Siepi ben potate, bungalow, camper, tende. Buio, silenzio assoluto. In sottofondo appena percepibili i sifoni delle piscine e le grida dei tizi in spiaggia. Portate dal vento, sono a malapena una eco. Riesco a sentire il suono delle biciclette dei guardiani con grande preavviso, mi distendo dietro una siepe e sto immobile. Passano. Mi rialzo e continuo a cercare. Ora, non giudicatemi, ma in Francia fa freddo ed io avevo solo una canottiera azzurra ed un paio di bermuda. Uno trova un paio di pantaloni lunghi stesi, poi magari una maglietta, poi un’altra che i ragazzi avranno freddo, ehi guarda che belline ‘ste Puma, un’ora dopo torno alla base e scopro che siamo una compagnia di altruisti.

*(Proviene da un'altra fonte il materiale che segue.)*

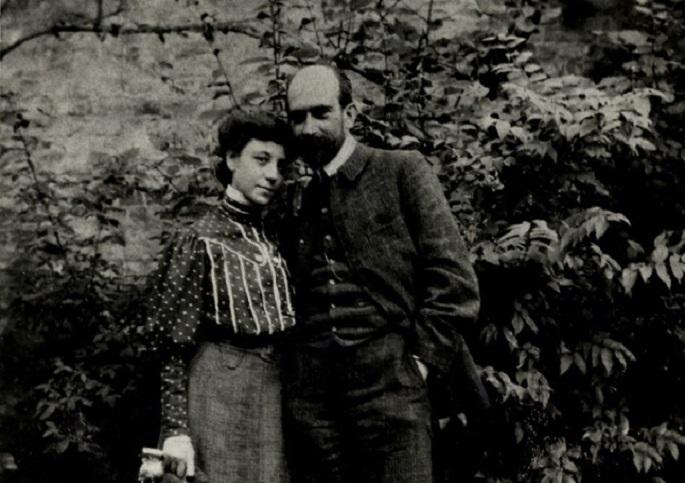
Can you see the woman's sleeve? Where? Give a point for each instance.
(175, 311)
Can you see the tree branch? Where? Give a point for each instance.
(241, 27)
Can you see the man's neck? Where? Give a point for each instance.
(343, 155)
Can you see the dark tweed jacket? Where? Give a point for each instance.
(403, 244)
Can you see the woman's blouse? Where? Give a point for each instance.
(222, 272)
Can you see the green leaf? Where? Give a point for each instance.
(628, 278)
(673, 449)
(565, 363)
(607, 358)
(663, 275)
(580, 362)
(645, 272)
(677, 267)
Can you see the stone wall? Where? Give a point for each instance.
(94, 97)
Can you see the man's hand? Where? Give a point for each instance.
(423, 369)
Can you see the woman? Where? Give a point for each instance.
(220, 300)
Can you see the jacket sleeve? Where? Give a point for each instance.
(447, 288)
(175, 310)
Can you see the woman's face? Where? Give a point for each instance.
(257, 170)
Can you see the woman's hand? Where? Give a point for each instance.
(179, 456)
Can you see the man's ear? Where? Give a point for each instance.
(349, 115)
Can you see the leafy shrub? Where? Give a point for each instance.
(568, 189)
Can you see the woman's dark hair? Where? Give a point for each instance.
(239, 128)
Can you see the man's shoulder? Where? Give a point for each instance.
(393, 157)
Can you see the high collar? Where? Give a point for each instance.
(237, 207)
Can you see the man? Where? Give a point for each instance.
(383, 284)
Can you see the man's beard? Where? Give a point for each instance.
(318, 150)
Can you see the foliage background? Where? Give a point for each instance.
(556, 128)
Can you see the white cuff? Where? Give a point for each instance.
(180, 447)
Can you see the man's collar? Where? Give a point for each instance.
(341, 158)
(354, 160)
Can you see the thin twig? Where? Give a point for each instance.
(229, 86)
(36, 182)
(315, 26)
(241, 27)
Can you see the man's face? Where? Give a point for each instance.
(317, 119)
(256, 170)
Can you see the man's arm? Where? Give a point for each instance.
(447, 289)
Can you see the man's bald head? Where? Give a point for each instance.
(320, 111)
(322, 76)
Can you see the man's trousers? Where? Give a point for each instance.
(357, 413)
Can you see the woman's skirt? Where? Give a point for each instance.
(235, 414)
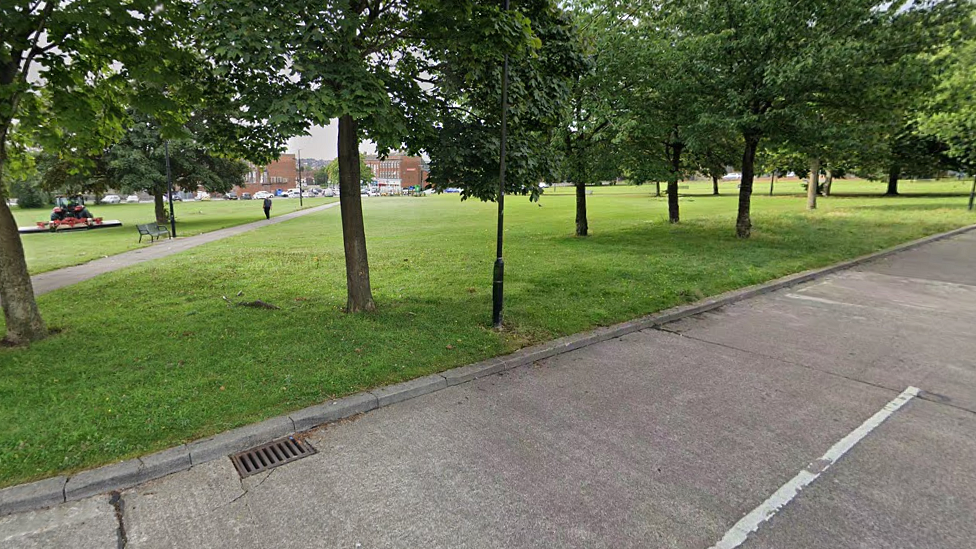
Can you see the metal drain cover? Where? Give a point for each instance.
(271, 455)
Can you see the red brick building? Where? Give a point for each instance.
(397, 169)
(280, 174)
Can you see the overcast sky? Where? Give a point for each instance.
(323, 143)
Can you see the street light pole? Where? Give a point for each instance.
(301, 204)
(498, 279)
(169, 184)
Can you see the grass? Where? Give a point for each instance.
(47, 252)
(152, 356)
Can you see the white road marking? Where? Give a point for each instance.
(752, 521)
(821, 300)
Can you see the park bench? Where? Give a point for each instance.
(152, 230)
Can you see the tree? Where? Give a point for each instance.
(331, 172)
(86, 54)
(778, 61)
(387, 69)
(321, 177)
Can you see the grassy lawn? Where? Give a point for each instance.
(47, 252)
(793, 187)
(152, 356)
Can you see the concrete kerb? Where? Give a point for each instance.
(119, 476)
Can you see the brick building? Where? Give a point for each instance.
(398, 170)
(280, 174)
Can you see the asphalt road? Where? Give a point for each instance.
(662, 438)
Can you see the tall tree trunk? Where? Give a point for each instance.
(743, 223)
(359, 295)
(893, 176)
(814, 184)
(674, 154)
(582, 227)
(20, 312)
(161, 216)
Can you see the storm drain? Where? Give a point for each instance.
(271, 455)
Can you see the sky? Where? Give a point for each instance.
(322, 143)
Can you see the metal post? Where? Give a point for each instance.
(169, 183)
(497, 290)
(301, 204)
(972, 194)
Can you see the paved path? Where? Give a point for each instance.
(677, 437)
(53, 280)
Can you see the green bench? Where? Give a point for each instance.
(152, 230)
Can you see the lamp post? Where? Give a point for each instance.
(169, 184)
(498, 278)
(301, 204)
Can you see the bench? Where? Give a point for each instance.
(152, 230)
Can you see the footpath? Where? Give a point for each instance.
(836, 413)
(53, 280)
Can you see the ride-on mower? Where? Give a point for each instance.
(70, 214)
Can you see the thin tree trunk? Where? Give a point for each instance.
(20, 312)
(893, 176)
(814, 184)
(743, 222)
(359, 294)
(582, 227)
(161, 216)
(675, 156)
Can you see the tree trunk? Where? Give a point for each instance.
(161, 216)
(359, 295)
(20, 312)
(674, 154)
(814, 184)
(582, 227)
(743, 223)
(893, 176)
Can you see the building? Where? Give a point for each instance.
(398, 171)
(280, 174)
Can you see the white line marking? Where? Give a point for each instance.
(751, 522)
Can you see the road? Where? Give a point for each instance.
(687, 436)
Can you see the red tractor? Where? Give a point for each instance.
(70, 213)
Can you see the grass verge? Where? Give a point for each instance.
(152, 356)
(47, 252)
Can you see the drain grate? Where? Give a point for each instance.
(271, 455)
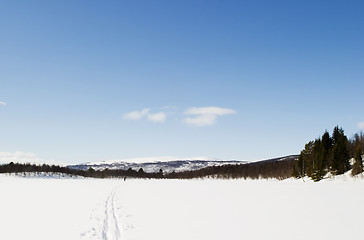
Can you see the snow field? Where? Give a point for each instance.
(179, 209)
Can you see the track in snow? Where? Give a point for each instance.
(112, 229)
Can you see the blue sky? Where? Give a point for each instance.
(97, 80)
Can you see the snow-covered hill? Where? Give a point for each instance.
(150, 167)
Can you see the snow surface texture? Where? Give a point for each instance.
(50, 208)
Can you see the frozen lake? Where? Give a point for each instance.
(41, 208)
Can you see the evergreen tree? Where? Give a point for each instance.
(340, 152)
(358, 162)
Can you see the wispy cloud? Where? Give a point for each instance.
(205, 116)
(157, 117)
(136, 115)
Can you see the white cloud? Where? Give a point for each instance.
(205, 116)
(157, 117)
(136, 115)
(209, 111)
(20, 157)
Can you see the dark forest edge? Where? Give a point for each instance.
(280, 168)
(325, 155)
(330, 155)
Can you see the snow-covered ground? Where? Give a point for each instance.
(50, 208)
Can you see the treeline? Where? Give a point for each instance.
(106, 173)
(276, 168)
(330, 154)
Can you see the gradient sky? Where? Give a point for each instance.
(98, 80)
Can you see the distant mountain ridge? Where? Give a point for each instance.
(166, 166)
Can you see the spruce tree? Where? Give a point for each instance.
(340, 152)
(358, 162)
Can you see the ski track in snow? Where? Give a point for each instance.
(112, 229)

«Vedo che abbiamo avuto la stessa idea» dico.
«Tanto sono rovinate»
«Questo non gli serve, ne avevano due»
«Io gli ho preso le braghe ma gli ho lasciato le mutande»
«Te cos’hai, lì?»
«Te la do per il borsone dell’Adidas»
«Però mi dai anche la canotta»
«Se dentro il borsone ci metti le foto di tua madre»
I bagni diventano rapidamente un mercato marocchino.

Barattiamo spensierati, quando un vociare all’esterno ci mette in allarme. Scattiamo nei cabinotti dei bagni a schiera in ordine sparso, silenzio assoluto. Arriva un piagnucolìo maschile, due o tre tonfi di porte che sbattono, urla di disperazione mescolate a gorgoglii.

«ODDIO MAI PIU’» piagnucola la voce, in italiano «MAI MAI MAI MAI».
Squaglio di diarrea. Sforzi di vomito. Peti liquidi. Sputi. L’uomo continua a piagnucolare tra un boato e l’altro che risuonano nel silenzio assoluto. Tre minuti, torna la quiete: «Calma» si dice con accento del sud, annaspando «calma calma calma». Rumori, la porta che si apre. Cammina piano verso i rubinetti. Acqua scorre, sputi. Un’altro sforzo di vomito, sputi. «Calmo, Luci, calmo. Mai più. E’ una botta. Hai provato, basta. Mai più. Non sei gay. Non sei gay. Non. Sei. Gay».
Il mondo è cristallizzato nel silenzio.
Seeeeei ricchioooooooneeeeeeeee, sussurra una porta.

«CHI C’E’? C’E’ QUALCUNO?» grida l’uomo.
«SIGNORE, NO, SIGNORE» risponde un urlo «QUI NESSUNO, SIGNORE».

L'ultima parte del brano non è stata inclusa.